Le président du syndicat, Denis Nkwebo, a immédiatement réagi à cette sortie du Chef de la Division de la Communication au Ministère de la Défense et porte-parole de l'armée, le Capitaine de frégate Cyrille Serge Atonfack, à travers son compte Twitter.

«Le communiqué du gouvernement sur la mort de Wazizi est un tissu de mensonges et une ultime provocation. Les journalistes vont prendre leur responsabilité dès cet instant», écrit-il d'emblée. Et d'ajouter: «Wazizi n'a jamais été arrêté au cours d'une opération militaire. Mais il a été appelé au téléphone alors qu'il était dans son lit, pour être mis aux arrêts. Nous l'avons vu au commissariat».

Il va sans dire que l'affaire Samuel Wazizi va de nouveau crisper les rapports entre la presse, privée en l’occurrence, et le pouvoir de Yaoundé.

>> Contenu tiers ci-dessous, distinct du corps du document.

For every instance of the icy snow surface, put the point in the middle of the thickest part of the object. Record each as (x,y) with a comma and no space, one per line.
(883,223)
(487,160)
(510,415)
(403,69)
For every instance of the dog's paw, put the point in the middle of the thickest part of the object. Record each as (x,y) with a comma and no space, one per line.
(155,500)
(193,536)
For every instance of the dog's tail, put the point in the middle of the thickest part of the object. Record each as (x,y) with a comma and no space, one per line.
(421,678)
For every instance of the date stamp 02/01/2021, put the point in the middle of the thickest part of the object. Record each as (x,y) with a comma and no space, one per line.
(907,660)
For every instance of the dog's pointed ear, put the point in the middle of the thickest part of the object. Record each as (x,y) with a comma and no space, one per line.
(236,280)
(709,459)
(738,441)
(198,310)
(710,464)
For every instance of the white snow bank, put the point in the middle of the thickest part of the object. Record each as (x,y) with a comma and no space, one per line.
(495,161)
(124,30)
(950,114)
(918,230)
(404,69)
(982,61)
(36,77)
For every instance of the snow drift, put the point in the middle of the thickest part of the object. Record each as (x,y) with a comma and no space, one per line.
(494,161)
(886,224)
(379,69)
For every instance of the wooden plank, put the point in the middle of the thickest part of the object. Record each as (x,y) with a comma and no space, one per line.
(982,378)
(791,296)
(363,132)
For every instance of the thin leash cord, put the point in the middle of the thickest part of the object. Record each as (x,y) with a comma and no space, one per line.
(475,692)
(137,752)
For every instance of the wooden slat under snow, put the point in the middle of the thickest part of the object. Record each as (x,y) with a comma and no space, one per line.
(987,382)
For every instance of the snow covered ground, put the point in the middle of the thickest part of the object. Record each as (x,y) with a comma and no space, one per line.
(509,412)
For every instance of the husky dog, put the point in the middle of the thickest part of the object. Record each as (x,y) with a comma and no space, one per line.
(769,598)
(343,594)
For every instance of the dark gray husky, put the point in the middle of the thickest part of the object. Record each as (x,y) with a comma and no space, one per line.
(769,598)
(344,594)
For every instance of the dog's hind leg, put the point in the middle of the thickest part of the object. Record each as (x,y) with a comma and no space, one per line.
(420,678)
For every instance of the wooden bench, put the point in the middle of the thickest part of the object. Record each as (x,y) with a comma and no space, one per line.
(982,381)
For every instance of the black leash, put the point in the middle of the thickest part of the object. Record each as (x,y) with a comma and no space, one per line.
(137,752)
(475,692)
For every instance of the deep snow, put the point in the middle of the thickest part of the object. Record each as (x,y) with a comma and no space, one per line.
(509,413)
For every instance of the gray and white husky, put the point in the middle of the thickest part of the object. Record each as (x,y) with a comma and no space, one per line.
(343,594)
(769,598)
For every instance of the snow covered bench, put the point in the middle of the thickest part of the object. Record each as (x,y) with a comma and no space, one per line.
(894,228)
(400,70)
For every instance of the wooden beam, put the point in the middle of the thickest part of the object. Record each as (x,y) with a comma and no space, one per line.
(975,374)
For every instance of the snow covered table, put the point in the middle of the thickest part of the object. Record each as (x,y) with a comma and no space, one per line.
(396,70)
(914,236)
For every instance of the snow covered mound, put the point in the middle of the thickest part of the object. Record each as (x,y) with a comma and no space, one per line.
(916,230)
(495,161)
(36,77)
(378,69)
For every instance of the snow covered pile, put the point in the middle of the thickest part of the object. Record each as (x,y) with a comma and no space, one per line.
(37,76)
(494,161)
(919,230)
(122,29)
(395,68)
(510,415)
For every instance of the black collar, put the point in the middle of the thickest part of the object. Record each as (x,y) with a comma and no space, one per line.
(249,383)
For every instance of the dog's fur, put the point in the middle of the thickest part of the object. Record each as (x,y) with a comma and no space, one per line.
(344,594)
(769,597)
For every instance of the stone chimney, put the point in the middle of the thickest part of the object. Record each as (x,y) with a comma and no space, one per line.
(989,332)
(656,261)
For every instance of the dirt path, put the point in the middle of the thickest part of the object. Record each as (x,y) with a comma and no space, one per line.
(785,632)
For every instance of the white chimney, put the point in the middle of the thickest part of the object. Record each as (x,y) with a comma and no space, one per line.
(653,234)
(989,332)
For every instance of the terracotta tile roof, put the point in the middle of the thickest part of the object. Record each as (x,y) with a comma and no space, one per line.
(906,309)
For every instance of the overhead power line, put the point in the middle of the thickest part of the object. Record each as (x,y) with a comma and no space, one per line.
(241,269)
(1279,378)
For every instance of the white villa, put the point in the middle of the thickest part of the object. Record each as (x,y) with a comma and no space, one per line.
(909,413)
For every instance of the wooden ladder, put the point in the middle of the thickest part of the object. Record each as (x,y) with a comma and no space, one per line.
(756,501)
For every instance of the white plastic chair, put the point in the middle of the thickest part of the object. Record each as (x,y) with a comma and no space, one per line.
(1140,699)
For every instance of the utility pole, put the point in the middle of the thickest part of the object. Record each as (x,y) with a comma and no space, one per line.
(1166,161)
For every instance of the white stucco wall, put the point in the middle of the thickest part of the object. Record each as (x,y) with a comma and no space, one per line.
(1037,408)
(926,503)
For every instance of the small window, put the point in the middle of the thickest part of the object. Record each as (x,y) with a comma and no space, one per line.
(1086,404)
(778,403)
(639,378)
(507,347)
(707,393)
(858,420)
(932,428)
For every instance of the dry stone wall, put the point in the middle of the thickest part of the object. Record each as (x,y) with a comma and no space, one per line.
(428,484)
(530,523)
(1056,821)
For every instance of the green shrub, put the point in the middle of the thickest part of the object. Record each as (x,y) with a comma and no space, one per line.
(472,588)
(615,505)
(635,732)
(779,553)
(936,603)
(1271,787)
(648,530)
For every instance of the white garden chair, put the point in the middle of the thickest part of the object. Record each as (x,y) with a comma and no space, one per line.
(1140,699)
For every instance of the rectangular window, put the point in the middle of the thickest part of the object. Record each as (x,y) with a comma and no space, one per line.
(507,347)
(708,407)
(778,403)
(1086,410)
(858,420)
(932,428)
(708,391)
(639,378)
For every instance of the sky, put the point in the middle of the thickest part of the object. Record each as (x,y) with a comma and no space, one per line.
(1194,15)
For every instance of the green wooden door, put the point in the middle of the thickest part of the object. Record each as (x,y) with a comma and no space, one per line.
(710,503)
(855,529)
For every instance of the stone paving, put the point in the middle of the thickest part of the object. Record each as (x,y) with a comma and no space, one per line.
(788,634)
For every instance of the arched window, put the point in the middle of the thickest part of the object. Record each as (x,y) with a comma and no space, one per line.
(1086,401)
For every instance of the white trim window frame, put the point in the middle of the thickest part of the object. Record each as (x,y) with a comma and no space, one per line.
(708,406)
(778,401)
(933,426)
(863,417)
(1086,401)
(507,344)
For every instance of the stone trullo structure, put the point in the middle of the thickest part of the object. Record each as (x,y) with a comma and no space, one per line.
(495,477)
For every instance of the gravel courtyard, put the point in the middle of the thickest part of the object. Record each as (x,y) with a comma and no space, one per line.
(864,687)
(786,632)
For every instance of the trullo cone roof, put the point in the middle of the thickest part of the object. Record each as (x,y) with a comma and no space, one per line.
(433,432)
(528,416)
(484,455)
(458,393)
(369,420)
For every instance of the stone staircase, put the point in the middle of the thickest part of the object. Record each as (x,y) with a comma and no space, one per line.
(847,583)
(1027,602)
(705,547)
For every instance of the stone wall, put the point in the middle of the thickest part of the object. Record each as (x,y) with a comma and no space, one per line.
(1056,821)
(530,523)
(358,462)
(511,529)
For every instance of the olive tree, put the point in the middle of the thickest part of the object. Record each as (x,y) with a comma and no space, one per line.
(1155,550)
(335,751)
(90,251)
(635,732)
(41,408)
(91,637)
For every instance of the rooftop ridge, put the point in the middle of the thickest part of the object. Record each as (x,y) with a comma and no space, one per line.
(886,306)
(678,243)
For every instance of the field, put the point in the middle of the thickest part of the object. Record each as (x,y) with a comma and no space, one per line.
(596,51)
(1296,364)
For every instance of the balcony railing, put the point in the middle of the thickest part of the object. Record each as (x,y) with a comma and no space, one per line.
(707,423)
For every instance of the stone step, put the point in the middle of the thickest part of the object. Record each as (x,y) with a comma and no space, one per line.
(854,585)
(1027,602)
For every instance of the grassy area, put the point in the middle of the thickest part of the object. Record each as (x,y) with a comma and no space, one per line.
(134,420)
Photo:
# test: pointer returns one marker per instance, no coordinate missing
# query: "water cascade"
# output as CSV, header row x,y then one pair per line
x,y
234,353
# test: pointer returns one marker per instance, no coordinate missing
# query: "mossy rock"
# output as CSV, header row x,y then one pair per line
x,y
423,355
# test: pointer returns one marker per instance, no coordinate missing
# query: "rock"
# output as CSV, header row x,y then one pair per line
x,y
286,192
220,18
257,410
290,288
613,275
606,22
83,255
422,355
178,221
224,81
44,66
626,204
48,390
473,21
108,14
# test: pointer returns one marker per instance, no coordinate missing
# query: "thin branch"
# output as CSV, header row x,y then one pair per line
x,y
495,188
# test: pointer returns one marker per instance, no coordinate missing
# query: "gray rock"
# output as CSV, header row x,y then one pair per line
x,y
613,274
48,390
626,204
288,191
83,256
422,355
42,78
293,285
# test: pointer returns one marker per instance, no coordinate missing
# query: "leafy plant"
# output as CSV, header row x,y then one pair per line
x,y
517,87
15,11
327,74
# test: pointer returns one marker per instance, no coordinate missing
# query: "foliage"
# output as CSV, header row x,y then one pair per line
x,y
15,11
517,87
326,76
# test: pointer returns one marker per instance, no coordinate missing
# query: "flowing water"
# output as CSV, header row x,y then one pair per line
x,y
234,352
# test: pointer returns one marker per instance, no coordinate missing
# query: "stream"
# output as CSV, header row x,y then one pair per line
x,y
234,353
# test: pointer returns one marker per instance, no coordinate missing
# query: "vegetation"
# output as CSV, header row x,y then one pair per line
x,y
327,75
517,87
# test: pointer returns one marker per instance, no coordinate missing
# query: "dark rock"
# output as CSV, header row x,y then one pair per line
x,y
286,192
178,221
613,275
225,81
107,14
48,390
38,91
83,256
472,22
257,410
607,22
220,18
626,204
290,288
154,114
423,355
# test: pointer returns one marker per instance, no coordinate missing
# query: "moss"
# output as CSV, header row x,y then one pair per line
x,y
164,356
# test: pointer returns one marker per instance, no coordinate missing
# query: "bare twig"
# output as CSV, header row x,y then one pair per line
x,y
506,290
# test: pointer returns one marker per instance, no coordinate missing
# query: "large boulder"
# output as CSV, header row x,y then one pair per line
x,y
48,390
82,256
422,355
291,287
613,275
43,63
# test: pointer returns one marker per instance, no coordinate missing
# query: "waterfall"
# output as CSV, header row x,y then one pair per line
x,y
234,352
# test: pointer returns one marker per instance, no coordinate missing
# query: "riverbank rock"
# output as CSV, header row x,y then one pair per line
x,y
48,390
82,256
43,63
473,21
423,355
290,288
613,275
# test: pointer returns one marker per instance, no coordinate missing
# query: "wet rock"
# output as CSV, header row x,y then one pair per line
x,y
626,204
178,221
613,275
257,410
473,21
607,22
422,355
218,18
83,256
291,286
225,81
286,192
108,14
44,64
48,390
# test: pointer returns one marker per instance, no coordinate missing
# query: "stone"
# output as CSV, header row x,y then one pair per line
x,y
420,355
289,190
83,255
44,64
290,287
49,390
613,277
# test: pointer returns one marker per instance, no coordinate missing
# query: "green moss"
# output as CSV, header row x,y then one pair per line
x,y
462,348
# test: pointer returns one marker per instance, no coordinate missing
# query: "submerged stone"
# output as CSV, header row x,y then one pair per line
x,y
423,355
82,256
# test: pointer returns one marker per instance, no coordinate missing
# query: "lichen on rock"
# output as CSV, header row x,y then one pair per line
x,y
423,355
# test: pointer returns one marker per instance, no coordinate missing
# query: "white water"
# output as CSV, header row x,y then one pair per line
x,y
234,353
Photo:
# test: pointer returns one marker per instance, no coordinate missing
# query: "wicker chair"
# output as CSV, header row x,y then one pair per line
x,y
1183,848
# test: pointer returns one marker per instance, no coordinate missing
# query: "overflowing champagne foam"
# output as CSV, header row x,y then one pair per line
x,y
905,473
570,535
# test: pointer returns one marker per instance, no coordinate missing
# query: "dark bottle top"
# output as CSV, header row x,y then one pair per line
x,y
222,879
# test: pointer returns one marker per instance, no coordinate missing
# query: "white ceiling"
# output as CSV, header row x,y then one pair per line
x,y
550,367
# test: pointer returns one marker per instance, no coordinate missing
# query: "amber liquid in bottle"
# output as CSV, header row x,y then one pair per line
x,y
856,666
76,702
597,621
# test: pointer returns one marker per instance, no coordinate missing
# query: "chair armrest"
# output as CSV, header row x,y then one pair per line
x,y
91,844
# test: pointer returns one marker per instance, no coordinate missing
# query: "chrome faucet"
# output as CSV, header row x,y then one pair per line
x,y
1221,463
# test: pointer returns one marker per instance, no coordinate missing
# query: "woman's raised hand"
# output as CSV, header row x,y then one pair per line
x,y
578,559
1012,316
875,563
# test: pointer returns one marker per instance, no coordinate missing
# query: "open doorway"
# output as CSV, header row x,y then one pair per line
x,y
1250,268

Le syndicat avait donné 48 heures au gouvernement pour faire la lumière sur les circonstances de la mort du présentateur de Chillen Media Television, et ses explications sont complètement remises en doute.

Il faut préciser que les forces de défense et de sécurité camerounaises sont de nouveau accusées d'être à l'origine de la disparition de notre confrère. Selon le porte-parole de l'armée, il est décédé le 17 août 2019 «des suites d’une sepsis sévère. Il est donc clairement décédé des suites d’une sepsis sévère et non pas d’un quelconque acte de torture ou sévisse corporel», affirme le colonel Cyrile Atonfack.

Aussi, le gouvernement lui déni sa qualité de journaliste et indique qu'il était logisticien à la solde des groupes armés séparatistes dans la région Sud-Ouest.